Wilson knows that now.
"It's a blast," he said. "It's addicting almost."
It takes some skill, however. Many times aggressive catfish will grab a grabblers's outstretched hand. Just as often, however, the fish will try to hide, far out of reach.
Jenkins uses a long pole to guide the fish within arm's reach. It often takes two or three grabblers working together to block the hole's entrance and grab the fish that may weigh 40 or 50 pounds. In many places, grabblers must dive beneath the surface.
"There's a lot more teamwork to it than I ever thought," Wilson said.
He and his sons had reviewed Jenkins' lastest DVD called "Girls Gone Grabblin'." The family-oriented production includes 90 minutes of women learning the art. It also inculdes a segment called "Grabbling 101" where Jenkins provides short lessons on how it is done. Saturday he proved he is just the man to teach it, as he used the long pole to probe the depths of a hard-to-reach cave. After nearly 20 minutes, Jenkins got a hand on the catfish's lower jaw.
"Help!" he said. "This is a big one."
With 20 years of grabbling experience, he commands attention with such a shout. His wife Fostana, and Wilson's 16 year-old son Hunter quickly came to his aid. The huge fish and three grabblers beat the surface of Watts Bar to a froth before the massive beast finally was wrestled to shore. The fish pulled the scales to 51 pounds- the second largest catfish Jenkins says he's ever grabbled.
"We dipped up a couple (while electrofishing) on the Mississippi River that were 35 or 40 pounds, but I've never seen one that big," Wilson said.
Every fish the Jenkinses grabble is returned to the water. This time Wilson brought along tags to mark each one.
"Its kind of a cool unofficial research project," the TWRA official siad, "It will be really interesting for me to find out if the fish that we tagged go back to the same hole year after year.

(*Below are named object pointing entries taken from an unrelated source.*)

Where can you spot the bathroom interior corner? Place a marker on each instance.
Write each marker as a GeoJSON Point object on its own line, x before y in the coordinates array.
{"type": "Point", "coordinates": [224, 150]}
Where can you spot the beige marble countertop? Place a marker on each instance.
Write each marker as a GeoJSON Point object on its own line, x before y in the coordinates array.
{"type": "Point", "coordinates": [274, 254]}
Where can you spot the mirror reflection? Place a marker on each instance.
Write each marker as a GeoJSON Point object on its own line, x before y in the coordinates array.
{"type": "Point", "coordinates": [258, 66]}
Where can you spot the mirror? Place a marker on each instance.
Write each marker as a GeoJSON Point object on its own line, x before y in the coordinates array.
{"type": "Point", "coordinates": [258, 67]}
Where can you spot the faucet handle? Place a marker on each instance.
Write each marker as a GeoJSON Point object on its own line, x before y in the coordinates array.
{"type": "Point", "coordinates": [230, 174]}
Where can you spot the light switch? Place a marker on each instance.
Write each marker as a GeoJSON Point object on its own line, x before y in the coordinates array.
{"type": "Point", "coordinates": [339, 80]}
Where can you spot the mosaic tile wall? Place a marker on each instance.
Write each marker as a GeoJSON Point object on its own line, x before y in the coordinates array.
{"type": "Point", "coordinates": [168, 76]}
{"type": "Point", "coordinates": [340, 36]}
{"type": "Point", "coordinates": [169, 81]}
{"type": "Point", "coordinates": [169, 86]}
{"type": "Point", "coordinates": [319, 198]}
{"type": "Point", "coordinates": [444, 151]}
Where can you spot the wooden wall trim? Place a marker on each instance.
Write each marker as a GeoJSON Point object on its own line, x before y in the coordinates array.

They may kind of be like salmon in that they go back to where they were spawned from."
Research aside, Wilson said his two sons got the greatest lesson of all.
"The biggest part of it is them going back and telling all their friends in Nashville," he said. "Friends who can barely catch a bluegill with a hook and a worm."
Fostana Jenkins said the "Girls Gone Grabblin'" DVD has generated a lot of talk among a new audience.
"It's made a lot of people realize that anybody can do it," she said. "You don't have to be big and strong. You just have to use a little technique."
Plus a little intestinal fortitude, knowing you may end up in hand-to-hand combat with a 51 pound catfish. And the Jenkinses say there are bigger ones out there.
"Yeah, and I think they've got our name on them, too," Marty said.
Richard Simms at email@example.com
OK IN GEORGIA
As of Friday, grabbling- also called noodling, tickling, dogging, and hogging- is legal in Georgia from March 1 to July 15th each year. Per House Bill 301, which had only two negative votes in the Senate, participants "can take flathead, channel and blue catfish by hand, without the aid of any device, hook, snare, net or other artificial element and without the use of any breathing apparatus."